El objetivo de rentabilidad (ROTE) del 7% apenas se acerca al umbral que en los mercados consideran suficiente para cubrir el coste de capital, que se estima en torno a los dos dígitos (por encima del 10%), sobre todo después de haber obtenido en el último ejercicio un beneficio de tan sólo 23,6 millones de euros (con un desplome del 72%), el menor entre los bancos más pequeños con cierta relevancia en España.

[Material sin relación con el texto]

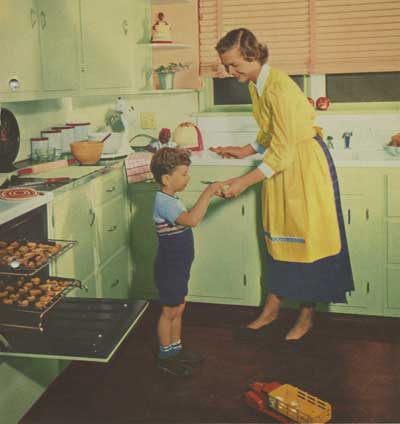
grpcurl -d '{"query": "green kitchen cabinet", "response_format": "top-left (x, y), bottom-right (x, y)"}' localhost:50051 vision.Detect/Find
top-left (37, 0), bottom-right (79, 91)
top-left (330, 168), bottom-right (384, 315)
top-left (80, 0), bottom-right (134, 90)
top-left (51, 184), bottom-right (96, 288)
top-left (129, 166), bottom-right (264, 305)
top-left (0, 0), bottom-right (42, 94)
top-left (384, 169), bottom-right (400, 317)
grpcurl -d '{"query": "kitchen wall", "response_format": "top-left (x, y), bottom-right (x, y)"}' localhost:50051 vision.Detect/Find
top-left (197, 112), bottom-right (400, 150)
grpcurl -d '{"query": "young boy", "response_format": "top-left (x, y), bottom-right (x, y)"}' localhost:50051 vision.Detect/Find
top-left (151, 147), bottom-right (222, 376)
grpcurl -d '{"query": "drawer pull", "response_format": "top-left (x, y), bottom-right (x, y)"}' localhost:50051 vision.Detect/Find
top-left (89, 209), bottom-right (96, 227)
top-left (110, 278), bottom-right (119, 288)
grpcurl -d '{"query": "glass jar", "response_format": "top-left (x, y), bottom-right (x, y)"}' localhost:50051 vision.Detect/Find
top-left (31, 137), bottom-right (49, 162)
top-left (65, 122), bottom-right (90, 141)
top-left (41, 130), bottom-right (62, 160)
top-left (51, 125), bottom-right (74, 153)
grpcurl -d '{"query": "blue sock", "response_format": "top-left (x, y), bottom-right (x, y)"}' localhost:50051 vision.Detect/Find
top-left (158, 345), bottom-right (172, 359)
top-left (171, 340), bottom-right (183, 356)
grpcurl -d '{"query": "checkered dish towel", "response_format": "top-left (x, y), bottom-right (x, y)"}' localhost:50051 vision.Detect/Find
top-left (125, 152), bottom-right (154, 183)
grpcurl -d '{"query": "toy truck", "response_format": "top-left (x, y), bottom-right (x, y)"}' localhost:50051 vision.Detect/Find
top-left (244, 381), bottom-right (332, 424)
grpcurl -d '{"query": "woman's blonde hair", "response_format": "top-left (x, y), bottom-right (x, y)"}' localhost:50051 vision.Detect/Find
top-left (215, 28), bottom-right (268, 65)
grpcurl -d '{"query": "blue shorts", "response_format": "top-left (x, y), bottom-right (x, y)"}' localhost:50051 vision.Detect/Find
top-left (154, 228), bottom-right (194, 306)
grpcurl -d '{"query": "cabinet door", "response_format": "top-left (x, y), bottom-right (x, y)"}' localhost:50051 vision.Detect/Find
top-left (53, 186), bottom-right (96, 282)
top-left (181, 191), bottom-right (246, 304)
top-left (334, 194), bottom-right (381, 314)
top-left (37, 0), bottom-right (79, 90)
top-left (129, 189), bottom-right (158, 299)
top-left (100, 249), bottom-right (131, 299)
top-left (96, 196), bottom-right (128, 264)
top-left (0, 0), bottom-right (42, 92)
top-left (80, 0), bottom-right (134, 89)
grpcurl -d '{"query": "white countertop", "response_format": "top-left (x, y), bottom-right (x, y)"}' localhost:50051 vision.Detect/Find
top-left (0, 192), bottom-right (53, 224)
top-left (190, 149), bottom-right (400, 168)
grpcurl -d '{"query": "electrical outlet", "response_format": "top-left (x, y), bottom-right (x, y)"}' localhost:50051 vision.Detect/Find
top-left (140, 112), bottom-right (157, 129)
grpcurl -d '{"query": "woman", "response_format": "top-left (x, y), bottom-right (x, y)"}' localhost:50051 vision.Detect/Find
top-left (211, 28), bottom-right (354, 344)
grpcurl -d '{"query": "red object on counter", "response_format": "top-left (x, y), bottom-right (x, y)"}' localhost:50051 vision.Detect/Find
top-left (18, 159), bottom-right (76, 175)
top-left (316, 97), bottom-right (331, 110)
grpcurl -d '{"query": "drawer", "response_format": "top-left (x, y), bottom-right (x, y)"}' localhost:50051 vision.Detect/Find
top-left (93, 169), bottom-right (125, 207)
top-left (387, 266), bottom-right (400, 309)
top-left (97, 196), bottom-right (128, 263)
top-left (387, 174), bottom-right (400, 216)
top-left (100, 250), bottom-right (130, 299)
top-left (387, 221), bottom-right (400, 264)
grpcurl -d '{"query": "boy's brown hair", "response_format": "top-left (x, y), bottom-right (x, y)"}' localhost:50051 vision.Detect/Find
top-left (150, 147), bottom-right (192, 185)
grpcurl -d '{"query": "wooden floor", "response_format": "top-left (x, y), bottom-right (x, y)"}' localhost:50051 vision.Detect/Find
top-left (21, 304), bottom-right (400, 424)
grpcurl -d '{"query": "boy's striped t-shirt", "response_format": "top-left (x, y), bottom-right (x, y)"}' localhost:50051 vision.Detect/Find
top-left (153, 191), bottom-right (190, 237)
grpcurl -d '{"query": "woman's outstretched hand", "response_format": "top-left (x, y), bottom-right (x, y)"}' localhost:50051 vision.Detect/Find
top-left (209, 146), bottom-right (247, 159)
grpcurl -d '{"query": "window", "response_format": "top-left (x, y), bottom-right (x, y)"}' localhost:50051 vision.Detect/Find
top-left (213, 75), bottom-right (304, 105)
top-left (326, 72), bottom-right (400, 103)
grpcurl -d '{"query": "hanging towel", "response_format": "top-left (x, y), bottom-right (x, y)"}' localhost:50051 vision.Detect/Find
top-left (125, 152), bottom-right (154, 183)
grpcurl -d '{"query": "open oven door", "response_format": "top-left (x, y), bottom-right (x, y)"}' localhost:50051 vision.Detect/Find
top-left (0, 297), bottom-right (149, 362)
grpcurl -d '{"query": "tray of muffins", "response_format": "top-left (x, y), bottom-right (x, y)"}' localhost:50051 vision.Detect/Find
top-left (0, 276), bottom-right (82, 330)
top-left (0, 239), bottom-right (77, 276)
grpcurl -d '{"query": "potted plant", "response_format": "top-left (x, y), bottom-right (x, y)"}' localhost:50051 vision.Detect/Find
top-left (154, 62), bottom-right (189, 90)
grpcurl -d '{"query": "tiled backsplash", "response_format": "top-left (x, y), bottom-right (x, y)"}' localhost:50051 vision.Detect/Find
top-left (197, 113), bottom-right (400, 150)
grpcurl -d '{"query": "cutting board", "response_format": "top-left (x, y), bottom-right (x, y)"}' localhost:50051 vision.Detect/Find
top-left (21, 166), bottom-right (104, 178)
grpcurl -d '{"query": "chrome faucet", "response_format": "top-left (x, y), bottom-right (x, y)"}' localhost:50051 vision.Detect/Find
top-left (342, 131), bottom-right (353, 149)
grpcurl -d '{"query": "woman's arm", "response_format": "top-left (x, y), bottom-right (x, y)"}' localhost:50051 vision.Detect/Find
top-left (217, 168), bottom-right (265, 198)
top-left (175, 182), bottom-right (223, 227)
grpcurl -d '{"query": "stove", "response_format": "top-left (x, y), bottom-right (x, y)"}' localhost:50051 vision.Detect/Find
top-left (1, 175), bottom-right (75, 192)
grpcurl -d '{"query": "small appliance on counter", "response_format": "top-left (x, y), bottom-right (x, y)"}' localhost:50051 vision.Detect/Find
top-left (0, 107), bottom-right (20, 173)
top-left (172, 122), bottom-right (204, 152)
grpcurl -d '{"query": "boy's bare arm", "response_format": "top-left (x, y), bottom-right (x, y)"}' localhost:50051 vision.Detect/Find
top-left (176, 182), bottom-right (222, 227)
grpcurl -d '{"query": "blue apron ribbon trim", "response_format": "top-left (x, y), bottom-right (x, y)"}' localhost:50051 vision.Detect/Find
top-left (264, 231), bottom-right (306, 243)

El reto de solvencia marcado por la cúpula de Ibercaja en el nuevo plan estratégico fija una ratio de capital CET1 fully loaded por encima del 12,5%. Ese porcentaje resulta muy vago, ya que al cierre del pasado ejercicio ya tenía una ratio del 12,6%, la más baja entre sus más directos comparables.

En cuanto a la eficiencia, al menos en la comunicación oficial de Ibercaja, no se apunta objetivo alguno en cuanto a esta rario que, al cierre del pasado ejercicio, se encontraba en un poco soportable 62,5%, a pesar de los distintos EREs realizados y que han tenido un coste, en el último realizado, de 151 millones de euros.

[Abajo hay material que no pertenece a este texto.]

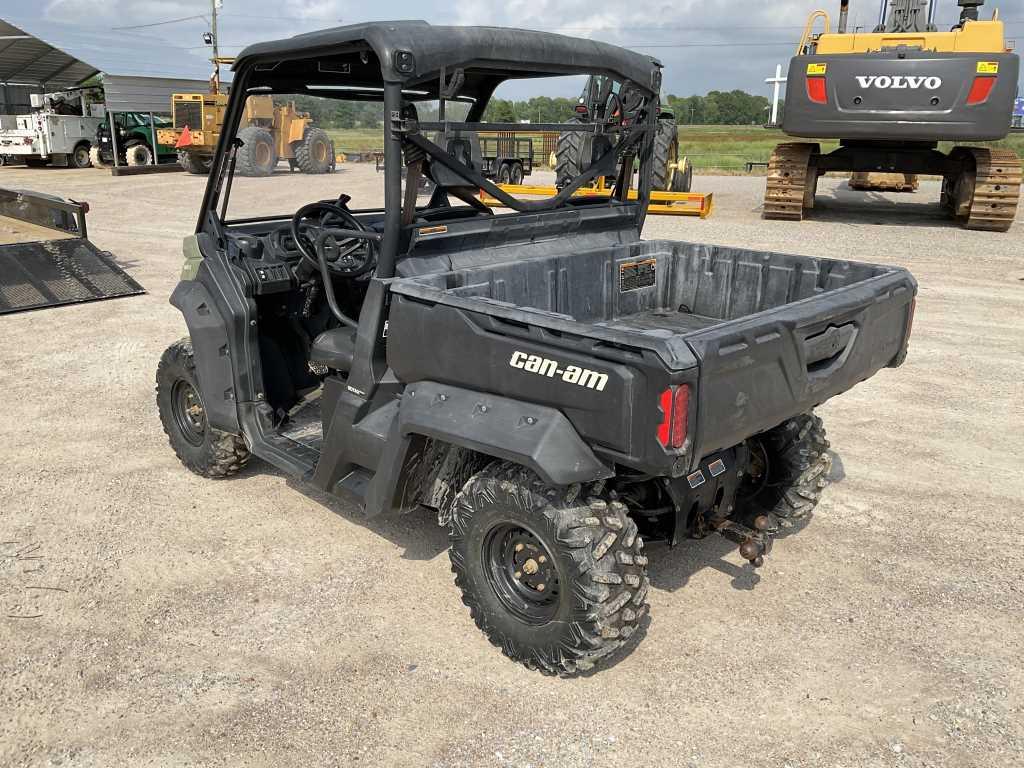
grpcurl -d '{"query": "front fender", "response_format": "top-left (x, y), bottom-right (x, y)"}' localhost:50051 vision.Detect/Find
top-left (171, 280), bottom-right (242, 434)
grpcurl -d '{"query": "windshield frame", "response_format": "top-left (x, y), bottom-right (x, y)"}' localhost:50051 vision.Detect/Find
top-left (197, 53), bottom-right (658, 278)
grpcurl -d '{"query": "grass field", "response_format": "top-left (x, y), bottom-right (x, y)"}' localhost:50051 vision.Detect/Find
top-left (328, 125), bottom-right (1024, 174)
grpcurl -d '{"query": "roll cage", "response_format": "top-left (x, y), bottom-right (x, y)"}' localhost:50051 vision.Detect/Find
top-left (198, 22), bottom-right (662, 278)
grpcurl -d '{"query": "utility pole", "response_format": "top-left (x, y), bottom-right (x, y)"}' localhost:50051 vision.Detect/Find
top-left (203, 0), bottom-right (224, 93)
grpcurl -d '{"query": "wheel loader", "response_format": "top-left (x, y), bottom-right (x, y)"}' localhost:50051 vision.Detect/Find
top-left (157, 90), bottom-right (335, 176)
top-left (763, 0), bottom-right (1021, 231)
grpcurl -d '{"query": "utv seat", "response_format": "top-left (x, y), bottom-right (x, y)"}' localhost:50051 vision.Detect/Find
top-left (309, 326), bottom-right (355, 374)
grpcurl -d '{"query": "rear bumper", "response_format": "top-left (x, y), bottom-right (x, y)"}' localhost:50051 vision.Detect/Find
top-left (687, 270), bottom-right (916, 458)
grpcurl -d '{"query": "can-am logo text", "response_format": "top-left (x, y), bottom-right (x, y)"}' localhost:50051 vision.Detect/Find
top-left (857, 75), bottom-right (942, 91)
top-left (509, 352), bottom-right (608, 392)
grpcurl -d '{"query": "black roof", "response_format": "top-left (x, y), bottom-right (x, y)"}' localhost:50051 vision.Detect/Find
top-left (234, 22), bottom-right (662, 95)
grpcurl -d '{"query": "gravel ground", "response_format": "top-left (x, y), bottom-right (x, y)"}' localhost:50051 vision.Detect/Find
top-left (0, 166), bottom-right (1024, 768)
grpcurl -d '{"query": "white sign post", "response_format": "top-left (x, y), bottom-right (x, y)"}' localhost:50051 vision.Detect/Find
top-left (765, 65), bottom-right (786, 127)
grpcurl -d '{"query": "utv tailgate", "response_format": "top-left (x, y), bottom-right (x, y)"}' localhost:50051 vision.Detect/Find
top-left (0, 189), bottom-right (144, 314)
top-left (686, 271), bottom-right (914, 466)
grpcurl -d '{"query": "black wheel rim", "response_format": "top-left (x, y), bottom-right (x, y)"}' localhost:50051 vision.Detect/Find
top-left (480, 522), bottom-right (561, 625)
top-left (171, 380), bottom-right (206, 445)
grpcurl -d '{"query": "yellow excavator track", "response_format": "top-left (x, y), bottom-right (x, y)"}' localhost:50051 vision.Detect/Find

La cúpula de Ibercaja siempre ha presumido de que sus empleados en la red comercial conocían a sus clientes por su nombre, algo que ya ha cambiado en los últimos tiempos ante las distintas rotaciones o salidas de algunos trabajadores. No obstante, una de las apuestas es por una cercanía de lo que se suponen gestores.

Apuesta común

El nuevo plan estratégico de Ibercaja se centrará, al igual que la mayoría de sus competidores, en un crecimiento en empresas (Sabadell también se fija en ese segmento tan rentable para el grupo de José Oliu desde casi la creación del banco), banca personal y seguros.

Uno de los objetivos es multiplicar por 1,5 las captaciones de nuevos clientes en banca personal y banca privada, así como incrementar un 23% los clientes vinculados en banca de empresas. En esa estrategia está más de un competidor y la liza puede ir más allá de las manos en los próximos tiempos.

Pese a todo, y casi fiándose a la Virgen del Pilar, los responsables de Ibercaja rezan por incrementar en 50 puntos básicos la cuota de crédito en empresas; crecer el 8% "acumulado anual" en gestión de activos, e incrementar más de un 6% "acumulativo anual" la cartera de seguros de riesgos.

Si Ibercaja se convierte en una entidad cotizada, a finales de 2022 o cuando el Gobierno de turno le de margen para ello, todavía tendrá que mejorar en muchos más aspectos y, no sólo, en los meramente financieros. Su política de comunicación hace algo más que aguas desde hace tiempo.